Zgodnie z przewidywaniami polskie siatkarki pożegnały się z mistrzostwami świata w Tajlandii na etapie ćwierćfinału. Włoszki okazały się dla Polek przeszkodą nie do przejścia. Aktualne mistrzynie olimpijskie i triumfatorki tegorocznej Ligi Narodów pokonały Biało-Czerwone w trzech setach (25:17, 25:21, 25:18).
W pomeczowej rozmowie z Polsatem Sport Magdalena Stysiak przede wszystkim była dumna z całego zespołu. - Wielki szacunek dla naszej drużyny pomimo tego przegranego meczu. Ten wynik nie odzwierciedla tego, jak chciałyśmy, jak grałyśmy, jak walczyłyśmy. [...] Włoszki były lepsze, pokazały klasę, gratulacje dla nich, zasłużyły - mówiła reprezentantka Polski.
ZOBACZ WIDEO: Pod siatką: Nikola Grbić o kontuzjach w kadrze, Lidze Narodów i podejściu do mistrzostw świata
Liderka polskiej drużyny nie kryła jednak żalu do ułożenia turniejowej drabinki. - Powiedzmy sobie szczerze - nie mamy do tego szczęścia. Oczywiście każdy powtarza, że jak chcemy wygrać, to musimy wygrać z każdym, ale grać z Włoszkami o finał albo o brązowy medal, a o wejście do najlepszej czwórki to jest wielka różnica. Nie wszystkim trafiły się Włoszki na drodze do strefy medalowej - wspomniała atakująca.
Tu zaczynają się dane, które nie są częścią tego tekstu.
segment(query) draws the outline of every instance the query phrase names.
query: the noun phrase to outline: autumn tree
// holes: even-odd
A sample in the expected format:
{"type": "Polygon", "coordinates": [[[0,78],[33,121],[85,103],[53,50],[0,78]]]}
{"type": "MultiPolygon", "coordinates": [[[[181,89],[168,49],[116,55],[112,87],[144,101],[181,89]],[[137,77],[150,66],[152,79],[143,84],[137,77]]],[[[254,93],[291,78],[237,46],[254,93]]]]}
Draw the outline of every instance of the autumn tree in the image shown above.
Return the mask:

Choć polskie siatkarki miały ochotę na więcej podczas światowego czempionatu, to Stysiak uważa sezon reprezentacyjny za udany. Przypomnijmy, że Biało-Czerwone kończą go z brązowym medalem wywalczonym podczas Ligi Narodów.
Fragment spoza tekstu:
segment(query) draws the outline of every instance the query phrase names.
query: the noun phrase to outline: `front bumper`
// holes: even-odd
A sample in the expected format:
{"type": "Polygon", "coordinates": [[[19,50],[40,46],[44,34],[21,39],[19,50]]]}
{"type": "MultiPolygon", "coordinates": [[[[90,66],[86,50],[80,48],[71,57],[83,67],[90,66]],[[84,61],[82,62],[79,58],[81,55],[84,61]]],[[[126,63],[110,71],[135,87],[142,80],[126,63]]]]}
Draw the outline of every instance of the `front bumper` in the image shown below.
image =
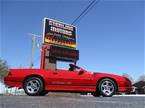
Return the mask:
{"type": "Polygon", "coordinates": [[[119,92],[131,92],[132,91],[132,87],[119,87],[118,91],[119,92]]]}
{"type": "Polygon", "coordinates": [[[132,91],[132,84],[128,78],[123,78],[122,81],[119,81],[118,91],[119,92],[131,92],[132,91]]]}

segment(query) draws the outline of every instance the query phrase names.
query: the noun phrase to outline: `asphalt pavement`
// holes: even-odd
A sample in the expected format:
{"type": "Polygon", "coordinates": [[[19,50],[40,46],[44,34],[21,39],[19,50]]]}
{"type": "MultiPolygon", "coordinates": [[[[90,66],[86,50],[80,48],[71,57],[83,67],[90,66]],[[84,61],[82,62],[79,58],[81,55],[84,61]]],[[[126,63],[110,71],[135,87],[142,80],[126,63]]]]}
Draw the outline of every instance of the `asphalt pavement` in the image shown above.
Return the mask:
{"type": "Polygon", "coordinates": [[[0,96],[0,108],[145,108],[145,96],[0,96]]]}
- Jesteśmy młodym zespołem, który walczy ze wszystkimi. Ja jestem zadowolona, patrząc na cały nasz cykl reprezentacyjny. Nikt nawet na nas nie stawiał na VNL, a zdobyłyśmy medal. Fajnie byłoby zaskoczyć też tutaj na mistrzostwach, ale nie oszukujmy się, dzisiaj wygrać z Italią było bardzo ciężko - dodała liderka polskiej drużyny.
Biało-Czerwone po raz drugi z rzędu kończą mistrzostwa świata na etapie ćwierćfinału. O przyszłość drużyny Stysiak jest jednak spokojna. - Naprawdę zostawiłyśmy serducho na boisku, a dzisiejszy mecz nie należał do tych najłatwiejszych. Jestem dumna z całej reprezentacji, bo to dopiero będzie coś pięknego w przyszłości - zaznaczyła.
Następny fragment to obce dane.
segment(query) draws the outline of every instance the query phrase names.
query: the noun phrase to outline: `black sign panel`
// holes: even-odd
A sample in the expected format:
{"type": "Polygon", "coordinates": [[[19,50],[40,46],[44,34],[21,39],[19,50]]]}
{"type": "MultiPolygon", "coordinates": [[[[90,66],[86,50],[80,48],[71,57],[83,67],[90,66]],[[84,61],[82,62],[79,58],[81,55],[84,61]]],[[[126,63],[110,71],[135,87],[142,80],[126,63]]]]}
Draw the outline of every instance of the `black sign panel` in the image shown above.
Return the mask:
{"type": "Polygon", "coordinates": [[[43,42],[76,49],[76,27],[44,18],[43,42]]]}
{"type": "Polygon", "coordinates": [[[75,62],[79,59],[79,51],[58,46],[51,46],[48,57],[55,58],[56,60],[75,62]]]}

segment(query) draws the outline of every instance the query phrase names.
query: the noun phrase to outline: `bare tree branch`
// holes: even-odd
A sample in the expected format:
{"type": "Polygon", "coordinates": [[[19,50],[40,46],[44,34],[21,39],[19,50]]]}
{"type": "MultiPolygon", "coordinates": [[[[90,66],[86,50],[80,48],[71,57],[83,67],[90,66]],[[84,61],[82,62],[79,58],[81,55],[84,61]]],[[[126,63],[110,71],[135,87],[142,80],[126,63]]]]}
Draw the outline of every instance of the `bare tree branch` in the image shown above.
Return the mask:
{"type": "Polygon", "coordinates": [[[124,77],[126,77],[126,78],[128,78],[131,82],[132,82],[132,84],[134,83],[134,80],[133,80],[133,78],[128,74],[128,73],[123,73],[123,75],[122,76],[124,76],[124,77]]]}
Swoją wypowiedź liderka zakończyła podziękowaniem dla kibiców. - Dziękuję Wam serdecznie za cały doping. Wiem, że chcieliście więcej, my też chciałyśmy. Trzeba jeszcze trochę poczekać. My dałyśmy z siebie maksa. Dzięki za wasze całe wsparcie - podsumowała.